Certainly, there are other ways to describe the features that I am trying to present here but in this particular case the following code worked out nicely. Hopefully it proves useful to others as well.


plot.vertical.hist <- function(data,breaks=500) {

    agg <- aggregate(data$Y, by=list(xs=data$X), FUN=mean)
    hs <- hist(agg$x / 10000, breaks=breaks, plot=FALSE)

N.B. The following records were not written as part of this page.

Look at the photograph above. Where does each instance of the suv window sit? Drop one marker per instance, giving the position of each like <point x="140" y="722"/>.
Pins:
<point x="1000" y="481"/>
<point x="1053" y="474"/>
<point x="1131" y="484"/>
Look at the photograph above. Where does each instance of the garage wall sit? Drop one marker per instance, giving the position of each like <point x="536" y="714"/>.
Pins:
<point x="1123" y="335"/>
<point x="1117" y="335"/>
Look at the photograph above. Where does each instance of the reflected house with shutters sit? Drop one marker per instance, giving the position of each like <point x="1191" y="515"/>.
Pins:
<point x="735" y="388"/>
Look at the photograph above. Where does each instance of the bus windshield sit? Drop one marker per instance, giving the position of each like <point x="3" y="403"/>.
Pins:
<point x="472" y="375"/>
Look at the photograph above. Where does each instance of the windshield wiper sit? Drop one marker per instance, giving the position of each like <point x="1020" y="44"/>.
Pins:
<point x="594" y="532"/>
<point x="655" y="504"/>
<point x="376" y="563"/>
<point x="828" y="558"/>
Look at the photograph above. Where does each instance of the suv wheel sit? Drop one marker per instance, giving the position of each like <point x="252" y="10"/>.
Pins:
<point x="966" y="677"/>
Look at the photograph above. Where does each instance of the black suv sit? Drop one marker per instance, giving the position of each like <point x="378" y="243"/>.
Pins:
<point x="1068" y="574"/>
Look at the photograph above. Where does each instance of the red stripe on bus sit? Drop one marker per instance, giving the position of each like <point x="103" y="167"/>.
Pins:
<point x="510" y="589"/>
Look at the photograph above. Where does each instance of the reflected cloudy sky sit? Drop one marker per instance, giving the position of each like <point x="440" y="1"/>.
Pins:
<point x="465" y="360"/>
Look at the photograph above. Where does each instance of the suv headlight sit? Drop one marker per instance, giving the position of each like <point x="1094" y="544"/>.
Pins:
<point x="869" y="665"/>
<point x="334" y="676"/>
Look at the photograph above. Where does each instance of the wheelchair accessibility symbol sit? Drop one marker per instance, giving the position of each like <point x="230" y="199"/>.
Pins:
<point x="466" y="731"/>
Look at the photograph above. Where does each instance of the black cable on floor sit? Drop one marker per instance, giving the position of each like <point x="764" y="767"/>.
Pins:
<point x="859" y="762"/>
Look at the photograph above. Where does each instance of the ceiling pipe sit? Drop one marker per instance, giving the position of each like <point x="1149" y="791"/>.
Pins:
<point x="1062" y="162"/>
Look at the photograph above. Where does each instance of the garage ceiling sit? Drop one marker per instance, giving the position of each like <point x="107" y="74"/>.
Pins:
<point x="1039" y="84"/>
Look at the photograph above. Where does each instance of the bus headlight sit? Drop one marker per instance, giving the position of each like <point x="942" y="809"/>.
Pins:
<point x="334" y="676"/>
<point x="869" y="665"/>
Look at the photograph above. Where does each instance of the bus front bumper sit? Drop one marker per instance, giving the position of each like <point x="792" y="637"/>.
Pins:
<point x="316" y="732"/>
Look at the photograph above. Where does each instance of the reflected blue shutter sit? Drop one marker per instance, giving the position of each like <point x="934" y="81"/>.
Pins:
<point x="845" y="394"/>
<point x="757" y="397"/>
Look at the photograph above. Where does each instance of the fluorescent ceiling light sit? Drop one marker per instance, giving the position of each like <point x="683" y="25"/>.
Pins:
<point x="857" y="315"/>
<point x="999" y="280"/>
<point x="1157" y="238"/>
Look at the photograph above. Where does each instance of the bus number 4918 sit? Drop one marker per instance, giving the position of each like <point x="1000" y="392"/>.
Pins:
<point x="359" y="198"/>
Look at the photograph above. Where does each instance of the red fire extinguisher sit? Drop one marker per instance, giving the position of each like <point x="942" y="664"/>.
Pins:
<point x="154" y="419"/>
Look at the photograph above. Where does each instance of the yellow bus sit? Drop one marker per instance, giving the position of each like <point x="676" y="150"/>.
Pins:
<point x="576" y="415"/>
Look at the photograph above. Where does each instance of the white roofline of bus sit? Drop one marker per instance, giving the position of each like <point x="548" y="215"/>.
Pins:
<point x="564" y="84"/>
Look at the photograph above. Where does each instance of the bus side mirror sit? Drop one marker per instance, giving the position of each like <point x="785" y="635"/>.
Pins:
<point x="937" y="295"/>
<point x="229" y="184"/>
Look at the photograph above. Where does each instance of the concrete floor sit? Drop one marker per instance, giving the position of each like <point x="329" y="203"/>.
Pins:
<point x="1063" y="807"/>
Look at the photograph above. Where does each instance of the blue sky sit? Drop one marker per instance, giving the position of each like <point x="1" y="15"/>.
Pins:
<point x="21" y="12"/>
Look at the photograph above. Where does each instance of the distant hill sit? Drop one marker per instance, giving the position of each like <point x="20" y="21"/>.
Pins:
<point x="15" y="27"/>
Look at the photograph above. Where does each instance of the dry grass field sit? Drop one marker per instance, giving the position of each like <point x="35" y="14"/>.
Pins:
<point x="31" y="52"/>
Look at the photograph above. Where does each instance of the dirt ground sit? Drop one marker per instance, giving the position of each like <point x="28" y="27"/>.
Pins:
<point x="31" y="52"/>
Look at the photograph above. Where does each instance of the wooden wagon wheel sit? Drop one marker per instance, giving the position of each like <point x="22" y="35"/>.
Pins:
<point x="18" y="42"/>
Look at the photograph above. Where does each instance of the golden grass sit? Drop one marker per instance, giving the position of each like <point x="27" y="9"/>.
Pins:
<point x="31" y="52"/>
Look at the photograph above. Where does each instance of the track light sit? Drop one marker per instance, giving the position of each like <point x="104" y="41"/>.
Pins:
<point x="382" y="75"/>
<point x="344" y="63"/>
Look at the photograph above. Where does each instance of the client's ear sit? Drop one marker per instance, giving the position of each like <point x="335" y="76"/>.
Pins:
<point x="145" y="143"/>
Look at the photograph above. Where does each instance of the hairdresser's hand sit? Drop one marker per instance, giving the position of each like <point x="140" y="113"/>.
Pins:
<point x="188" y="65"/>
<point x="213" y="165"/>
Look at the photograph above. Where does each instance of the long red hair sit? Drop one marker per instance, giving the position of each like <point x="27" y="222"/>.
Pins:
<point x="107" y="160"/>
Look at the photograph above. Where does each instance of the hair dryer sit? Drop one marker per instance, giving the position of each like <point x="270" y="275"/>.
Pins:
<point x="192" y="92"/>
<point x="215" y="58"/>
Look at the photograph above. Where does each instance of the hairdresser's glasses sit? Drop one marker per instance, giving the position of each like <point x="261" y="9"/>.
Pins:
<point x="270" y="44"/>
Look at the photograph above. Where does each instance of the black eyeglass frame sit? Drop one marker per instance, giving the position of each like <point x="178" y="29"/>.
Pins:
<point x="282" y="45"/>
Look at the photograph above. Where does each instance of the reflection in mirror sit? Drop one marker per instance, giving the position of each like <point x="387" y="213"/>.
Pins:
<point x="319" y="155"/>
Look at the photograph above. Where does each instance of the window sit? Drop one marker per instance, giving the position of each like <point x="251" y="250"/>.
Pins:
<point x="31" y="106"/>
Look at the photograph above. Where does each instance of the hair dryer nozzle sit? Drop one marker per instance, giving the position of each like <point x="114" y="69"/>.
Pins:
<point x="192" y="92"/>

    old.par <- par(no.readonly=TRUE)
    mar.default <- par('mar')
    mar.left <- mar.default
    mar.right <- mar.default
    mar.left[4] <- 0
    mar.right[2] <- 0

    # Main plot 
    par (fig=c(0,0.8,0,1.0), mar=mar.left)
    plot (agg$xs, agg$x / 10000,
          xlab="X", ylab="Y",
          main="Vertical Histogram Side Plot",
          pch=19, col=rgb(0.5,0.5,0.5,alpha=0.5))
    grid ()

    # Vertical histogram of the same data
    par (fig=c(0.8,1.0,0.0,1.0), mar=mar.right, new=TRUE)
    plot (NA, type='n', axes=FALSE, yaxt='n',
          xlab='Frequency', ylab=NA, main=NA,
          xlim=c(0,max(hs$counts)),
          ylim=c(1,length(hs$counts)))
    axis (1)
    arrows(rep(0,length(hs$counts)),1:length(hs$counts),
           hs$counts,1:length(hs$counts),
           length=0,angle=0)

    par(old.par)
    invisible ()
}

Results look similar to the following:



Initially, I experimented with rug or barplot(..., horiz=TRUE). Unfortunately, rug isn't available on the left or right side and would suffer from the same problem that the alpha settings did and I was unable to get the alignment worked out when using barplot.